In 2022 we also saw the launch of SDX Web3 services. The term Web35 describes the next generation of the Internet that is based on the decentralized nature of the blockchain technology. Typically Web3 relies on unregulated public blockchains.6 Behind this is the same idea that underlies decentralized finance, or DeFi7 for short.
SDX Web3 services are aimed at institutional clients and initially focus on the key applications in Web3, which include cryptocurrencies. The first offers therefore include a corresponding custody service for the two most important cryptocurrencies. Since October 2022, this has guaranteed secure, cost-effective storage and transfer of Bitcoin and Ether. If requested by clients, further crytpocurrencies may be added.
It has been possible for institutional clients to stake Ether on SDX since back in May 2022. Staking means that an owner of cryptocurrencies makes them available for a certain period of time in exchange for a reward to support the operation of a blockchain.
Both the digital securities in the fully regulated offering from SDX and the cryptocurrencies as they appear in connection with the SDX Web3 services can be described as tokens.8 The latter are a form of payment token. In the case of the digital securities, they are asset tokens. DLT will in future make it possible to create asset tokens based on assets that previously could not be traded on a stock exchange, or only with great difficulty, such as real estate, carbon offsets, and art. SDX is also well positioned for the category of such non-traditional assets, regardless of whether these are established in a regulated or an unregulated environment.
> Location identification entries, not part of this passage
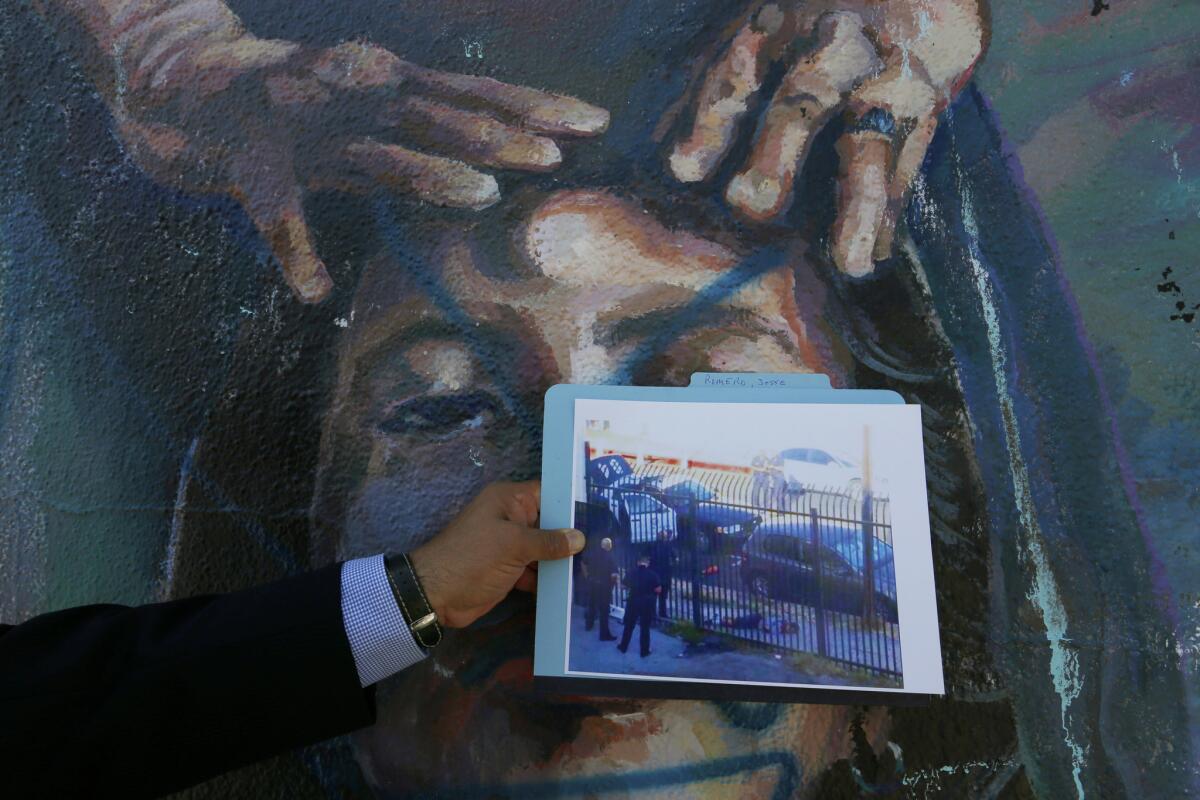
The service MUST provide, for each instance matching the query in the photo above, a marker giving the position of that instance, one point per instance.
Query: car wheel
(883, 609)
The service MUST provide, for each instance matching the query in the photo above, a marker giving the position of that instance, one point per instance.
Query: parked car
(606, 477)
(718, 525)
(779, 561)
(642, 518)
(811, 468)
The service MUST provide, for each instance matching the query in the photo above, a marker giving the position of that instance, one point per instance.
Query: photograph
(741, 542)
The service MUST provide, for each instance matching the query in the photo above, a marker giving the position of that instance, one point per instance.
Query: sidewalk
(669, 657)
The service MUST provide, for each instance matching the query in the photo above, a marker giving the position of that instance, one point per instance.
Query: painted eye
(441, 416)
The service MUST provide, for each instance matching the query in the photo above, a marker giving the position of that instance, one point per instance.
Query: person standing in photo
(661, 557)
(600, 576)
(640, 605)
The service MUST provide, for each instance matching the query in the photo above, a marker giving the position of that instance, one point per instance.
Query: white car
(645, 517)
(808, 468)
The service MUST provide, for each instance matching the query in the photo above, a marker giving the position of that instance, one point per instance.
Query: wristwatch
(414, 606)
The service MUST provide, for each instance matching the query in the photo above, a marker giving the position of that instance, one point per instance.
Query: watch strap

1. Distributed ledger technology (DLT) uses independently operating computers (nodes) to save, share, and synchronize information on a decentralized basis. This is a fundamental difference from traditional databases that keep information in a central location.
2. The blockchain is a type of DLT. However, the two terms are often used synonymously. The “chain” arises from an encrypted sequence of data blocks that have been verified and validated by a decentralized network.
3. A private blockchain is a network that is closed to the external world. This means that exclusively previously activated participants can perform actions.
4. With DLT, the trading and settlement of tokenized assets are no longer separate steps. This is known as atomic settlement. Settlement takes place immediately, not with a two-day interval (T+2) like on conventional stock exchanges.
5. Web3 refers to the latest iteration of the internet, which is generally based on open public blockchains, and where control of the data remains with the users. Security and trust in the transactions are not guaranteed centrally, but instead by the DLT. DeFi describes the form of Web3 for finance.
6. A public blockchain is the opposite of a private blockchain. Anyone can participate in the open network and access data without restrictions.
7. DeFi stands for decentralized finance, in which – typically for Web3 – participants interact with smart contracts to execute transactions. Smart contracts run on the blockchain and can perform similar functions to banks and exchanges, such as lending or trading.
8. It is not just cryptocurrencies that are referred to as tokens (payment tokens), but also digital securities (asset tokens), among other things. These tokens document ownership based on the DLT property rights in the digital world. Tokenization makes everything tradable, including real estate, carbon offsets, and art.